Why you can trust 12DOVE
“London...” sighs ageing Russian mob boss Semyon (Armin Mueller-Stahl). “City of whores and queers!” No wonder director David Cronenberg feels so much at home, having opted to follow his East End psychodrama Spider, by way of A History Of Violence, with this chilly peer into the secret gangster underworld lying just beneath the city’s surface. For his part, writer Steven Knight previously explored the capital’s immigrant subculture in Stephen Frears’ Dirty Pretty Things. Yet where the British director handled Knight’s material with a gritty, forensic naturalism, his Canadian counterpart opts for the gothic, bringing a cool, studied menace to this twisting tale of grime and punishment.
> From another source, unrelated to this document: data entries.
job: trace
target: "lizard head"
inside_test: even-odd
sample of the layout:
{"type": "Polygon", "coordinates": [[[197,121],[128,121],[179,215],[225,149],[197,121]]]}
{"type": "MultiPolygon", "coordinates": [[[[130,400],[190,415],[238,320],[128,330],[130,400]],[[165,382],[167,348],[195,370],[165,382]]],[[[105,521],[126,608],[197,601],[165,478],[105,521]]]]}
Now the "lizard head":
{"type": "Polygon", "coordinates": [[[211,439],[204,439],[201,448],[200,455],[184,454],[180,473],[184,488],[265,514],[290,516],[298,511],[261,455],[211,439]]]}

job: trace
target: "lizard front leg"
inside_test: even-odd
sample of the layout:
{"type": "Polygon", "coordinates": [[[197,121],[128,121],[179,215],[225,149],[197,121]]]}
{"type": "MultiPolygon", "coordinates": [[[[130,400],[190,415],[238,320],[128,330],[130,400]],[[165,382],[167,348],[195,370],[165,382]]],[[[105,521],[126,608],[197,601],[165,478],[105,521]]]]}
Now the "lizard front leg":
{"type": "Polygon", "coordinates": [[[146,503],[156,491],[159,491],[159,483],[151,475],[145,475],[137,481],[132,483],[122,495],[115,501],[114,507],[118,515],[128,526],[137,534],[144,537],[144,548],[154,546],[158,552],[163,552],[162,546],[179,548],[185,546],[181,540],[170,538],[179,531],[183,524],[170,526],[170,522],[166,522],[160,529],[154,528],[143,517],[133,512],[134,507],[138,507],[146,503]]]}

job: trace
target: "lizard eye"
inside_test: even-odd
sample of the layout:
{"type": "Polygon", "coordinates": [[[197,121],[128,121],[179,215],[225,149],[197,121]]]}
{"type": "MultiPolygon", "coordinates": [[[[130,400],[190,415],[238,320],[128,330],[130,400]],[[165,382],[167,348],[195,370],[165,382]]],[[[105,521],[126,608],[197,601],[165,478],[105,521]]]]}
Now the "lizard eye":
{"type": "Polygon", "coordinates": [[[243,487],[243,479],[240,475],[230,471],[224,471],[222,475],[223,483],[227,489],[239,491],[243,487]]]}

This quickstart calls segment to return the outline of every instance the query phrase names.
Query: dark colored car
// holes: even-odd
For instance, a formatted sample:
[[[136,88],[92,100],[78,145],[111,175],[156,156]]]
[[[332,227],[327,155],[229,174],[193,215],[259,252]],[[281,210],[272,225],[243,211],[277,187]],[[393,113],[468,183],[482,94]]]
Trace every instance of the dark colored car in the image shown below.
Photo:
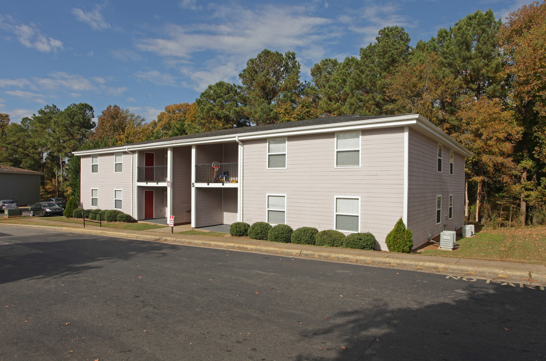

Two short scenes set the darkly mordant tone. In one, a Russian goon has his throat slit at a Turkish barber’s. In the other, a dying prostitute walks into a chemist’s and promptly goes into labour. The baby survives – it is Christmas, after all – thanks to kindly, plucky midwife Anna (Naomi Watts) who, armed with the hooker’s diary, sets out to find the poor little blighter’s family. Her altruistic quest brings her to Semyon, who orders his driver-cum-fixer Nikolai (Viggo Mortensen) to retrieve the incriminating journal. The taciturn Nikolai, whose own history of violence is outlined by the 43 tattoos he has etched about his person, is Cronenberg’s true protagonist here: a good man in a bad job whose ruthless efficiency (revealed when he clinically removes the fingers of that murdered hood with a pair of secateurs) makes him a far more fitting Godfather-in-waiting than Semyon’s hot-headed son Kirill (Vincent Cassel).
Such familial intrigue, however, feels like an afterthought as events unfold, as does Naomi and Viggo’s unlikely romance. The director’s real interest is in the ‘Vory V Zakone’, the shadowy brotherhood to whom Mortensen has sworn his allegiance, and whose complex traditions fascinate the helmer as much as the gynaecological pathologies of Dead Ringers and the autoerotic compulsions of Crash. For a filmmaker best known for body horror, the scene where a disrobed Viggo displays his tats to a criminal council appears to suggest a new delight in the body beautiful. The David of old, though, is never far away, Nikolai’s bare-arsed battle with two Turks in a sauna immediately entering the pantheon of classic Cronenberg moments.
Why, then, does some of Eastern’s promise go unfulfilled? Perhaps it’s down to that sombre ending, or a bizarrely cosmopolitan cast (Irish, French, German, Polish) that leaves us with the sneaking suspicion we’re watching the ultimate Europudding. Those naked fisticuffs apart, everything is kept on a muted key. Still, there’s no doubting Cronenberg’s success at offering a distinctive new spin on the London crime yarn: a bleak, unsettling thriller that’s nightmare made flesh.